Phishing: le email truffaldine attaccano ancora gli utentiI cyber-criminali non hanno alcuna intenzione di dar tregua agli utenti e continuano a diffondere le email phishing che, ormai da tempo, tentano di ottenere dati e denaro. Il phishing continua infatti ad intensificarsi senza sosta costringendo gli utenti a prestare costantemente attenzione durante la navigazione.

I tentativi di frode segnalati nelle ultime settimane non sono pochi ed è sufficiente consultare la pagina ufficiale della Polizia Postale per conoscere gli inganni maggiormente diffusi. Diventa sempre più importante, dunque, saper riconoscere le email truffaldine e imparare ad evitare di cadere in trappola.

Truffe online: le email truffaldine attaccano ancora gli utenti richiedendo i loro dati sensibili!

Il phishing è quel tentativo di frode online che mira ad ottenere i dati sensibili degli utenti per poter ottenere l’accesso ai loro risparmi. Il procedimento utilizzato dai malfattori è decisamente infimo poiché basato sull’inganno psicologico delle vittime. Il tutto ha inizio con una semplice email apparentemente innocua che, caratterizzata da tono allarmante, suscita la curiosità dell’utente. La comunicazione avrà lo scopo di allarmare la vittima tramite informazioni del tutto fittizie utilizzate dai criminali per giustificare la successiva richiesta.
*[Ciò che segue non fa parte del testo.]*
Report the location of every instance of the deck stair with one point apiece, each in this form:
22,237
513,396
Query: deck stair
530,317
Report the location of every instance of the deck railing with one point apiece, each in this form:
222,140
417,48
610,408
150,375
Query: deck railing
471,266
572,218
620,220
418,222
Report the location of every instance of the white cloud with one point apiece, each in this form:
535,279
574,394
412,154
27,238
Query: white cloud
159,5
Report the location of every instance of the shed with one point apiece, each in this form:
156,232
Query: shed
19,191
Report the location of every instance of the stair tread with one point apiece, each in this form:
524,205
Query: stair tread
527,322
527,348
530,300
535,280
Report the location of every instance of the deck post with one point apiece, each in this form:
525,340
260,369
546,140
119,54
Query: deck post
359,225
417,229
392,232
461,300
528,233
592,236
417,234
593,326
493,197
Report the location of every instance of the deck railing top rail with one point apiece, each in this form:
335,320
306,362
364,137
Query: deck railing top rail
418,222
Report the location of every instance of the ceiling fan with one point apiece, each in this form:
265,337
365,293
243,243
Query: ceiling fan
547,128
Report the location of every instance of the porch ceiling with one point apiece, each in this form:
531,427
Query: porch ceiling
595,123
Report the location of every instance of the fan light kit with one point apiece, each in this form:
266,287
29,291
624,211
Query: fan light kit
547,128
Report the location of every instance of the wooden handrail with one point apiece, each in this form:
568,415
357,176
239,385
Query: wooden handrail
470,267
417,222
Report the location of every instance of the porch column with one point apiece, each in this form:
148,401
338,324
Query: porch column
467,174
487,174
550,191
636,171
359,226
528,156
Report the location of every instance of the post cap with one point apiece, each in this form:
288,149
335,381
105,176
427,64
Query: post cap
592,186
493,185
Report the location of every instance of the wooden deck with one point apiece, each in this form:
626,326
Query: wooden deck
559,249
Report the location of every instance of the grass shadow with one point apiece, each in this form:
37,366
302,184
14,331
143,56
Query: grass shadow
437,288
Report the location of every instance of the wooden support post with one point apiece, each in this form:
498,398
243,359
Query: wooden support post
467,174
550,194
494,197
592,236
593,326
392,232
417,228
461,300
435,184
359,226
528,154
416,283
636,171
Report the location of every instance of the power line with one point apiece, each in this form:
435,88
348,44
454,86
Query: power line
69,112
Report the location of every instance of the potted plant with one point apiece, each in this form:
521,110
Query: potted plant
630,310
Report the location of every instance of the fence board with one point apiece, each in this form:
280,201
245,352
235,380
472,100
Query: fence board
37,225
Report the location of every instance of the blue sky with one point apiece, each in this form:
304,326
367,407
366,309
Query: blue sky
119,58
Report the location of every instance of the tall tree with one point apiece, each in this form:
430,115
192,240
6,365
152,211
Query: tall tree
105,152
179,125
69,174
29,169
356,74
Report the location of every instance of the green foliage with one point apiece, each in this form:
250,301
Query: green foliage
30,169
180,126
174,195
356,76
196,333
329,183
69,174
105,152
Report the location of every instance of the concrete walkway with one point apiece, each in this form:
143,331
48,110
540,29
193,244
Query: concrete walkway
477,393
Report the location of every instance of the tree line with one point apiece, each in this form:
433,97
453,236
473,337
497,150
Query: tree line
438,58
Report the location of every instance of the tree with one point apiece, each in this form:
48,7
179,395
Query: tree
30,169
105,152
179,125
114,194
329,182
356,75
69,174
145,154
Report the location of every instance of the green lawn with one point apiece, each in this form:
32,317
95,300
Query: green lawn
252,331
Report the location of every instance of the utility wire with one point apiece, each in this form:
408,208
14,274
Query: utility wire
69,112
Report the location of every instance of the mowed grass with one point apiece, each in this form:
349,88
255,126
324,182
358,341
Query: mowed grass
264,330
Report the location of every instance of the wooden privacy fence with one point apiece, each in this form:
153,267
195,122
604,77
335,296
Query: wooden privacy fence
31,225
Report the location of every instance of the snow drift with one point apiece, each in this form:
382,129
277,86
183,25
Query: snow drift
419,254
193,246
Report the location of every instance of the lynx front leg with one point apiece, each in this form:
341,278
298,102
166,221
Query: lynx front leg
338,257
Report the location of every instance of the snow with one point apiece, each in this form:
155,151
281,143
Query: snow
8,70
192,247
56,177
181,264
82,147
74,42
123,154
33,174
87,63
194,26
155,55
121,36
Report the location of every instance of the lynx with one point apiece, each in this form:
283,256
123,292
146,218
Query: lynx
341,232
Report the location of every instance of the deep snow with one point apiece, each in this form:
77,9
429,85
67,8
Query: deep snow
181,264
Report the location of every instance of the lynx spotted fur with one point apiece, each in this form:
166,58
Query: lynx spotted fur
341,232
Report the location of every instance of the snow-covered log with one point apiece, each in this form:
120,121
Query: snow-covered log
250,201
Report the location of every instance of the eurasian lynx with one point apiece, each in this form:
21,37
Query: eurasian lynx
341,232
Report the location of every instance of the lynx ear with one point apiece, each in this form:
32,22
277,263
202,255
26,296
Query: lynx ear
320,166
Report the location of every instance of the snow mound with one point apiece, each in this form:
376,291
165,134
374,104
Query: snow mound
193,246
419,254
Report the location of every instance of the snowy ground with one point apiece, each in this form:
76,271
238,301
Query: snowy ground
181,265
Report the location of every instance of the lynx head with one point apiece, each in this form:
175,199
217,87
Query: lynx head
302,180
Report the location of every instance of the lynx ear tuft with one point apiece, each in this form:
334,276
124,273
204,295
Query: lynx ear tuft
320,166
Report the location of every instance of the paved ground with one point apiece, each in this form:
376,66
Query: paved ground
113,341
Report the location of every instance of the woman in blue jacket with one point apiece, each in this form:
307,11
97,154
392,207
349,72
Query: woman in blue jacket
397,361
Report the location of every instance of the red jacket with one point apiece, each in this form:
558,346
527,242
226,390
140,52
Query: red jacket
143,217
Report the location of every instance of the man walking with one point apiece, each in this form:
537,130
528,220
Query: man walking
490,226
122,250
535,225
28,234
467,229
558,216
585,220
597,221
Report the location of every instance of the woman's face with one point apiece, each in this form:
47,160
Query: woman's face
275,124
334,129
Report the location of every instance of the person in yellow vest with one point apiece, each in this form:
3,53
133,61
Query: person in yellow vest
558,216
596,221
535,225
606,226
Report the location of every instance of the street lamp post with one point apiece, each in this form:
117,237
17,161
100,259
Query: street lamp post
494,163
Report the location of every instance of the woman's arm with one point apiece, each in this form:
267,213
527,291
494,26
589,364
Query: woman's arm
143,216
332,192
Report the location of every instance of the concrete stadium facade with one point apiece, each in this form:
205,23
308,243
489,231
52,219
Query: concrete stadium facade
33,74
L’utente, infatti, è invitato ad utilizzare link o file, forniti direttamente dai cyber-criminali, per inserire i suoi dati sensibili.

Un classico esempio è la mail più volte inviata dai criminali che minacciando la sospensione della carta di credito invitano la vittima ad aggiornare i dati. Non appena le credenziali saranno inserite nelle pagine suggerite i criminali avranno la possibilità di accedere ai risparmi. 

Ovviamente al fine di mascherare per bene l’inganno e i malfattori sfruttano il nome di aziende e istituti bancari, totalmente estranei all’intento dei cyber-criminali. L’obiettivo, infatti, è quello di spacciare le email per comunicazioni realmente affidabili così da poter ottenere l’attenzione dell’utente.

E’ opportuno ricordare, quindi, che è possibile ricevere email apparentemente provenienti da aziende, banche o grandi marchi e che queste contengano la richiesta di fornire dati e credenziali. Qualora ci si ritrovi davanti a messaggi di questo tipo è necessario procedere con l’immediata eliminazione.